2017年10月13日 1497号

【未来への責任(234)被害者の権利貶(おとし)める「解決済み」論】

 韓国文在寅(ムンジェイン)大統領は8・15光復節の演説において「韓日関係の障害物は過去事それ自体ではなく、歴史問題に対する日本政府の認識の如何にあるからです。日本軍慰安婦と強制徴用など韓日間の歴史問題の解決には、人類の普遍的価値と国民的合意に基づく被害者の名誉回復と補償、真実究明と再発防止の約束という国際社会の原則があります。わが国政府は、この原則を必ず守るでしょう。日本の指導者の勇気ある姿勢が必要です」と述べた。その後の記者会見では「両国間の合意が一人一人の権利を侵害することはできない。強制徴用者個人が三菱をはじめとする相手会社に対して持つ民事上の権利はそのまま残っているということが韓国の憲法裁判所や最高裁(大法院)の判例」と応えた。

 この発言に対し、日本政府と大手メディアは「歴史再燃防ぐ努力こそ」(朝日)「外交の根幹を崩すな」(東京)「文大統領の光復節演説 慎重さ欠く『徴用工』言及」(毎日)と一斉に反発した。2012年に韓国大法院が、元徴用工被害者が新日鐵住金と三菱重工を訴えた裁判で、「植民地支配」自体が「不法・無効」であり「植民地支配に直結した不法行為」の損害賠償請求権は消滅していない、と判決した時にもマスコミは「ちゃぶ台返し」と報じた。

 日本政府は2000年代の戦後補償裁判で個人請求権自体の消滅を主張し始めたが、それまでは1992年の国会答弁以来一貫して“日韓条約締結によって消滅したのは個人の請求権ではなく外交保護権である”と繰り返し説明してきた。また、最高裁は2007年の中国人強制連行裁判において「請求権を実体的に消滅させることまでを意味するものではなく、当該請求権に基づいて裁判上訴求する権能を失わせるにとどまるもの」と判示した。

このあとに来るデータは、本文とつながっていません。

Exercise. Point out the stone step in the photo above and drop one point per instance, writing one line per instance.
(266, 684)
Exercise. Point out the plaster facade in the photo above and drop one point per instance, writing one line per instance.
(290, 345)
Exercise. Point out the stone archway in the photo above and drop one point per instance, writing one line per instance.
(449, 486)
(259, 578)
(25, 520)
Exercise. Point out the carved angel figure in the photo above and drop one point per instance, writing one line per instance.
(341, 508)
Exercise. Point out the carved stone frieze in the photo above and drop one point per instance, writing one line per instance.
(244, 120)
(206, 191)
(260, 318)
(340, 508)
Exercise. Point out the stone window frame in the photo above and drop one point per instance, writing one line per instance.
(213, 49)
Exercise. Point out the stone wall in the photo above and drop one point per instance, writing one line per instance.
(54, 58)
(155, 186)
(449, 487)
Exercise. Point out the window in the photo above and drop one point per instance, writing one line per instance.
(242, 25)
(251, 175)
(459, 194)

 一方、韓国政府も盧武鉉(ノムヒョン)政権下の2005年に「韓日請求権協定は基本的に日本の植民地支配賠償を請求するためのものではなく」「日本軍慰安婦問題等、日本政府・軍等の国家権力が関与した反人道的不法行為については、請求権協定により解決されたものとみることはできず、日本政府の法的責任が残っている。サハリン同胞、原爆被害者問題も韓日請求権協定の対象に含まれていない」との見解を示した。

 日本政府が呪文のように唱える日韓条約解決済み論は、あくまでも外交保護権の放棄=政治的解決済み論であり、元「慰安婦」や強制動員被害者の個人請求権については(裁判上訴求できるかは別として)日韓両政府ともに消滅していないという立場に立っていたということである。

 文在寅大統領の言う「国際社会の原則に則った解決」とは、けっして日韓条約の「ちゃぶ台返し」ではなく、日韓請求権協定において「封印」されてきた日本の植民地支配、その犠牲となった被害者の権利回復であり、日韓条約で解決されなかった日本の朝鮮植民地支配に対する責任を日本政府が認めるかどうかの問題なのである。